Record

CollectionGB 0231 University of Aberdeen, Special Collections
LevelFonds
Ref NoMS 4040
TitleDr. James McDonald Strachan Hutchison, physicist: papers
Datec.1950s - 2013
Extent13 archive boxes: 4.29 linear metres
Creator NameDr. James McDonald Strachan Hutchison
Administrative HistoryDr. James McDonald Strachan Hutchison (1940 - 2018). Department of Medical Physics.

Born in 1940, Dr. James “Jim” Strachan Hutchison demonstrated an affinity for science at a young age, jotting down science fiction stories and his thoughts about physics in his elementary-age notebooks. His passion and skill for science continued throughout his high school years, inspiring him to pursue a degree at St. Andrews. He worked for a short time at Marconi's after achieving his undergraduate degree before returning to St. Andrews to begin his work on electron spin resonance, for which he received a P.h.D.

Hutchison was recruited alongside fellow post-graduate Meg Foster in 1967 by Professor John Mallard; Foster and Hutchison later married. Mallard, chair of medical physics in Aberdeen in 1965, conceived Magnetic Resonance Imaging (MRI) in medicine in the early 1960s when he sought a medical application for his knowledge of magnetism. Measures of Electron Spin Resonance (ESR) had been found capable of indicating the presence of tumors. Mallard was inspired to develop a scanner that could display the array of ESR signals from the body, allowing for the depiction of tumors and other tissue abnormalities without any injection of radioactivity. It was this hypothetical machine that Hutchison, Foster, and Mallard worked to develop; they were later joined by an American physicist, Dr. Bill Edelstein.
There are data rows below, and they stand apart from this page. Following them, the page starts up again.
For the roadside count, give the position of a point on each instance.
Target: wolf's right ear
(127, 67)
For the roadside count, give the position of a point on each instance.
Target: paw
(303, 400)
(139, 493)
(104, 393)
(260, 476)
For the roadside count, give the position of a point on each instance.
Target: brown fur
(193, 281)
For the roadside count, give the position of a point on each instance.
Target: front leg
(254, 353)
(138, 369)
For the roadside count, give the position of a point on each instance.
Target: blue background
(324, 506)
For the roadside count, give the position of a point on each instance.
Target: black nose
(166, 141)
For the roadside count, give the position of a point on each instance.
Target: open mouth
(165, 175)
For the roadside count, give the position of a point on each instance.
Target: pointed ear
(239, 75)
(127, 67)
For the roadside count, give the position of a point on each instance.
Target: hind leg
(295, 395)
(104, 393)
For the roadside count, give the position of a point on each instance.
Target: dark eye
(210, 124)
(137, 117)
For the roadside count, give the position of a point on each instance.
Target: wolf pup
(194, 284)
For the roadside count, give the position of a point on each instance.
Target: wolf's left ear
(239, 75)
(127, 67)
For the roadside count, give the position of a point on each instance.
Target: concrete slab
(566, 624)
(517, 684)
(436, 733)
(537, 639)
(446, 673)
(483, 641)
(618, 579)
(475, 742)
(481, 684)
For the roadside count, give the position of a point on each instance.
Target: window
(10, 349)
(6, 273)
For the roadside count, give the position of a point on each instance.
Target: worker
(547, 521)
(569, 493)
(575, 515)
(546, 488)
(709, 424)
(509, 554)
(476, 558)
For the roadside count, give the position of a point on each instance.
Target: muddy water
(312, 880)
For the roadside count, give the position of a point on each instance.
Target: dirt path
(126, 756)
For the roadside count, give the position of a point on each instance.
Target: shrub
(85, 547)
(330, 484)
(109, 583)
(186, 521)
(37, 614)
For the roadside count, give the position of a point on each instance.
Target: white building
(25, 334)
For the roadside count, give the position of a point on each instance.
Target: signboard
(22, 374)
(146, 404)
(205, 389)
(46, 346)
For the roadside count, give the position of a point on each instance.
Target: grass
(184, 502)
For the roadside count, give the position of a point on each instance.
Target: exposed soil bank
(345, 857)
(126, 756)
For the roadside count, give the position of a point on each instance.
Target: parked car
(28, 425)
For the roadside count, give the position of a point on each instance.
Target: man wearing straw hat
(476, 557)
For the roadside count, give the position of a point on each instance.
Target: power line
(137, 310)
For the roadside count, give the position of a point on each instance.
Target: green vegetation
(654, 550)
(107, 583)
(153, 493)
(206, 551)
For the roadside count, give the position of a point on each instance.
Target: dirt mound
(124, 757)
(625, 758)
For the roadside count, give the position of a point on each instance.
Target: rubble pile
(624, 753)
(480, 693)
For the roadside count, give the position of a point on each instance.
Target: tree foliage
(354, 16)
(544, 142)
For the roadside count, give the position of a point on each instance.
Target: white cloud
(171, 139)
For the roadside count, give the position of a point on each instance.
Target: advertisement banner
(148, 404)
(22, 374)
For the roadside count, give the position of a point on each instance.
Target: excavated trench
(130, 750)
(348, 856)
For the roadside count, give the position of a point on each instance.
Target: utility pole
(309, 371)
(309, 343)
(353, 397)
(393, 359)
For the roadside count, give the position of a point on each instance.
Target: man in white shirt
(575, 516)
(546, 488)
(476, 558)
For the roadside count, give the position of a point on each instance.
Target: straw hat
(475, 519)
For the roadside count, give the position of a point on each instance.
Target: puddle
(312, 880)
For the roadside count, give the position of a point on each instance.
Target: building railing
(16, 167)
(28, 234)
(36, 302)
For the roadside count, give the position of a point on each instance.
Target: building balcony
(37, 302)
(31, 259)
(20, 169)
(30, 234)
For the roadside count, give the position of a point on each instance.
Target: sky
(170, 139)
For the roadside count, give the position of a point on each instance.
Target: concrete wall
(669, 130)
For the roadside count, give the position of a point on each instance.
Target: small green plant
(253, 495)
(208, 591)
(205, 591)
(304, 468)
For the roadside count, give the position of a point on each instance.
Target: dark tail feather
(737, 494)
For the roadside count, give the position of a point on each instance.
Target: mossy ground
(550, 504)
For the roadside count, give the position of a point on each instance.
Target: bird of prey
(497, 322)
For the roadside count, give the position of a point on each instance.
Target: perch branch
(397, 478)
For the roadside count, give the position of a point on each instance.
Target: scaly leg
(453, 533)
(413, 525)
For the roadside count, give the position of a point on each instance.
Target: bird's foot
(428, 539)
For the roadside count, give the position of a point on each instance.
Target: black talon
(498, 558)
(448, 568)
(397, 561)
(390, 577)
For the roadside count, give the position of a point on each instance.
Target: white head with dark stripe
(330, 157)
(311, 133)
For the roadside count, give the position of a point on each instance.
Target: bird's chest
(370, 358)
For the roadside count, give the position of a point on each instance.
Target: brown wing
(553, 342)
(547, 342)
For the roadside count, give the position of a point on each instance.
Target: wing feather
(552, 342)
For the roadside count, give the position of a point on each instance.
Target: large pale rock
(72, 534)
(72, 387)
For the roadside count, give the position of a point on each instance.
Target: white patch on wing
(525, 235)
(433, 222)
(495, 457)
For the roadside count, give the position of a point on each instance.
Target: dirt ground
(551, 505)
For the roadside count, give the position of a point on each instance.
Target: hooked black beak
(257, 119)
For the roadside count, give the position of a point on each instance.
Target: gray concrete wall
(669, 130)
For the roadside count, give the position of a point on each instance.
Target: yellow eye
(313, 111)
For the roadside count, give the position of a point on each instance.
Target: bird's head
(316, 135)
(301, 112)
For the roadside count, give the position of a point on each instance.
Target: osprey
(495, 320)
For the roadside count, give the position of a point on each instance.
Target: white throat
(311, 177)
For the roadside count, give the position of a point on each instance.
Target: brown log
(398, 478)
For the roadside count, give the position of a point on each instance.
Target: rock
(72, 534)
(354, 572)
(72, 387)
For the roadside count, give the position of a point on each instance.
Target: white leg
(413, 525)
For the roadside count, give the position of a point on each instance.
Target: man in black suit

The Aberdeen team turned to Nuclear Magnetic Resonance (NMR) as a more practical human imager than ESR, as the NMR of protons occurs at a frequency at which the problems of absorption and scatter of radiation are less. Headed by Drs. Hutchison and Mallard, the team produced their first NMR image of a whole mouse in March 1974, a world first. Unexpectedly, this image also included visible pathology. Based on this result, the team then ventured to build a whole body imager in the same year designed for clinical use, and their methods eventually surpassed that of five other teams striving for magnetic resonance imaging in their aptitude for clinical application.
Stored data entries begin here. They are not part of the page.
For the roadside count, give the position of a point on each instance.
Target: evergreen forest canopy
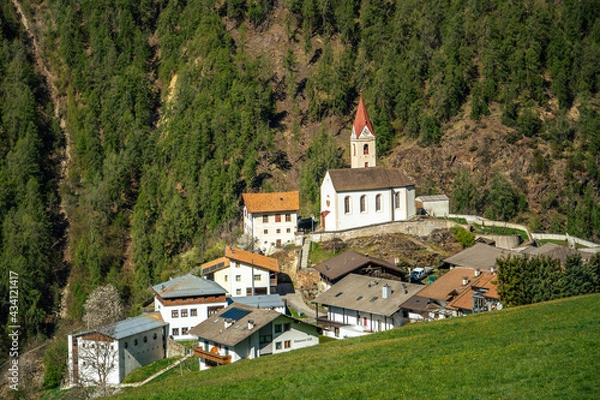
(171, 114)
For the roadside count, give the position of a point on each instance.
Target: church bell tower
(362, 141)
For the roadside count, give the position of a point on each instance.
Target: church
(364, 194)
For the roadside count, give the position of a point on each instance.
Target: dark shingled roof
(187, 286)
(349, 261)
(350, 179)
(214, 329)
(365, 293)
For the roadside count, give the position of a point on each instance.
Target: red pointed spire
(362, 119)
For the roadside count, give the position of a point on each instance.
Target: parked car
(419, 273)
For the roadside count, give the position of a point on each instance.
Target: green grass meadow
(542, 351)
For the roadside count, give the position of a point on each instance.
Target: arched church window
(347, 205)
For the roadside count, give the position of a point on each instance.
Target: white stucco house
(241, 331)
(186, 301)
(106, 355)
(358, 305)
(243, 273)
(359, 197)
(271, 219)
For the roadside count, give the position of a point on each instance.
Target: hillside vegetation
(172, 109)
(546, 351)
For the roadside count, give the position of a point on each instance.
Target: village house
(271, 219)
(336, 268)
(106, 355)
(265, 301)
(461, 291)
(243, 273)
(241, 331)
(358, 305)
(186, 301)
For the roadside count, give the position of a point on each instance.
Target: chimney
(386, 290)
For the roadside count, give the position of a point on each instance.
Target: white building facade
(106, 355)
(186, 301)
(242, 331)
(354, 198)
(271, 219)
(243, 273)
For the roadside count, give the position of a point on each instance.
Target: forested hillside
(174, 108)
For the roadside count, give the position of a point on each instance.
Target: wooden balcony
(212, 356)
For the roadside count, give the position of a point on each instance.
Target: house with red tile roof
(243, 273)
(462, 291)
(271, 219)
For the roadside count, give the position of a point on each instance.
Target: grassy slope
(548, 350)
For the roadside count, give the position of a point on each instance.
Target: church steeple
(362, 140)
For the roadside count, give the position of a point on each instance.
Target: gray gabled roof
(352, 179)
(129, 327)
(260, 301)
(214, 328)
(349, 261)
(188, 286)
(365, 294)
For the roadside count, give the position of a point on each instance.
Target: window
(347, 205)
(213, 310)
Dr. Hutchison introduced the inversion-recovery pulse sequence for obtaining T1-weighted images in 1975, allowing for images with improved tissue contrast. By 1979, images had been obtained of volunteers but none of these were clear enough for diagnostic use. In 1980, the two-dimensional Fourier transform methods (nicknamed “spin-warp” imaging) were developed and introduced; these methods rectified the faulty method of localizing signals through the patient from back to front. The Fourier transform method gave an accurate distribution of the signals in the two dimensions of the transverse plane across the patient, allowing for the production of diagnostic-quality images. Hutchison continued his work well into the last decade of his life; the last personal notebook contains his notes from 2013. Hutchison’s work with NMR led to numerous awards, patents, and publications, some of which can be viewed in this collection.

Hutchison passed away in 2018.
Custodial HistoryPersonal notebooks and certificates/awards have been kept in the custody of Dr. James McDonald Strachan Hutchison and later, his wife, Dr. Margaret Hutchison, née Foster. Laboratory books and papers were kept separately in the care of the School of Medicine, Medical Sciences & Nutrition, Forsterhill and donated via David Lurie and Hugh Seton.
SourcePersonal (VB) notebooks and additional papers relating to awards donated by Dr Margaret Hutchison, January 2020.

Laboratory books and papers from the School of Medicine, Medical Sciences & Nutrition, Foresterhill via David Lurie and Hugh Seton in January 2020.
DescriptionThis collection naturally divides into Hutchinson's personal work and Hutchison's professional work.

There are a total of 131 personal notebooks, which document Hutchison’s academic interest in science and personal learning with imaginative fiction. These notebooks span several decades and early works chronicle a futuristic story on the subject of time travel, spearheaded by the fictional protagonists David Greene and Victor Brown (VB).
7 early notebooks in the series are missing.

The collection also includes Hutchison's personal awards and certificates and Hutchison's professional material.
This includes; laboratory notebooks on the subjects of NMR Imaging 1 - 7, Ultrasonics 1, JSPEC Manual, Impedance Imaging, Finances, E.S.R.V (1967 - 1968 and subject files related to Mk.1 Diagrams, N.M.R Mk2 Circuit and layout blueprints, Mk 1 scans, Photocopies of offprints, Zeugmatograms, Circuits.
ArrangementPersonal notebooks arrived labelled with an existing documentary system, created by Hutchinson, and are numbered consecutively from 2489 prefixed by the letters VB.
Access StatusOpen
Related MaterialMedals held by Museums.